Mas esse tipo de postura não prejudica a carreira da mulher. “Ela vai continuar se comportando de maneira a ascender a própria carreira no momento em que está trabalhando”, afirmou Marcela.

Com relação às despesas nas residências, a pesquisa mostrou que os homens, mesmo ganhando menos, custeiam aquelas mais importantes, como o pagamento da parcela do financiamento da casa, enquanto as mulheres ficam com o mais superficial, como roupas.

Mercado de trabalho

A participação das mulheres no mercado de trabalho tem aumentado cada vez mais.
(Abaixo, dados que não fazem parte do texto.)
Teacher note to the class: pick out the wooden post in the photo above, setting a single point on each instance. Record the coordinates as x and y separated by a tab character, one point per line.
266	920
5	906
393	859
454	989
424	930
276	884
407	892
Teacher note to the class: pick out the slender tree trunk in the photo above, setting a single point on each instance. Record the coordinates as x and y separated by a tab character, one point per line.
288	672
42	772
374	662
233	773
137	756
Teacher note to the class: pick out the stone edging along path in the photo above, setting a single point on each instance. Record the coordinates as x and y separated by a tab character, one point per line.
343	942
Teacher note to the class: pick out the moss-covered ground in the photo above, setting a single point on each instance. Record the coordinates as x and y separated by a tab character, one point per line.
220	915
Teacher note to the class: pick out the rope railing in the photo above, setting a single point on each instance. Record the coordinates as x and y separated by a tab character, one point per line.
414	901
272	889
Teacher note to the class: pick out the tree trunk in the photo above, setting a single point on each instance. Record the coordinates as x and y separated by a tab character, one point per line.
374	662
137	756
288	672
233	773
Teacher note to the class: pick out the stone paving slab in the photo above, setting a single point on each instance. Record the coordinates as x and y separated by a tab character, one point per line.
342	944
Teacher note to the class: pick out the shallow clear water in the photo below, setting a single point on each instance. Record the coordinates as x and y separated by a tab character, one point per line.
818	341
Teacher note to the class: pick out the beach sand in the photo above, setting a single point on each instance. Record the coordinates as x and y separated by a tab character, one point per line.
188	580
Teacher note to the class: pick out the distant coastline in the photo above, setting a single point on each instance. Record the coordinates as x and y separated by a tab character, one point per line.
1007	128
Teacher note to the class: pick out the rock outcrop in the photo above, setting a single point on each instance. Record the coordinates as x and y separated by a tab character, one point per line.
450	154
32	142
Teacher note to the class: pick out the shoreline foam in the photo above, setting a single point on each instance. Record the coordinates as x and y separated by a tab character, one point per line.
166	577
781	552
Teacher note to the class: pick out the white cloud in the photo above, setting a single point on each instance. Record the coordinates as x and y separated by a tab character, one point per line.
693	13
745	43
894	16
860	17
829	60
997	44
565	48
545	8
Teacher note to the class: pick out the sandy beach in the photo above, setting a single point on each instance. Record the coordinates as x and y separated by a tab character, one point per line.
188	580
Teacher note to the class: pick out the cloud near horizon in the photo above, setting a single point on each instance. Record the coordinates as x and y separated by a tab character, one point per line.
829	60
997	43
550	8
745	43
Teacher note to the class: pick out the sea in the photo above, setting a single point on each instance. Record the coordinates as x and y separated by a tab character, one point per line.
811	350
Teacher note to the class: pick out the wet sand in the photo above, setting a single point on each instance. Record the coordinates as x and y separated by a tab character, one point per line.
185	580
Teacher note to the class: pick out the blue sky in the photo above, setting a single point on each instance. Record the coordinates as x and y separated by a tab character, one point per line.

Em 2006, elas somavam 42,6 milhões. De 2004 para 2005, essa participação cresceu de 43,1% para 43,5%. Já de 2005 para 2006, o percentual passou para 43,7%, de acordo com a Pnad 2006 (Pesquisa Nacional por Amostra de Domicílios), realizada pelo IBGE (Instituto Brasileiro de Geografia e Estatística).

Com relação aos níveis mais altos de escolaridade, quase 43,5% das mulheres concluíram o ensino médio (11 anos ou mais de estudo). Por outro lado, apenas um terço dos homens possuía esse mesmo grau de instrução. As mulheres mantêm esta liderança desde 1996.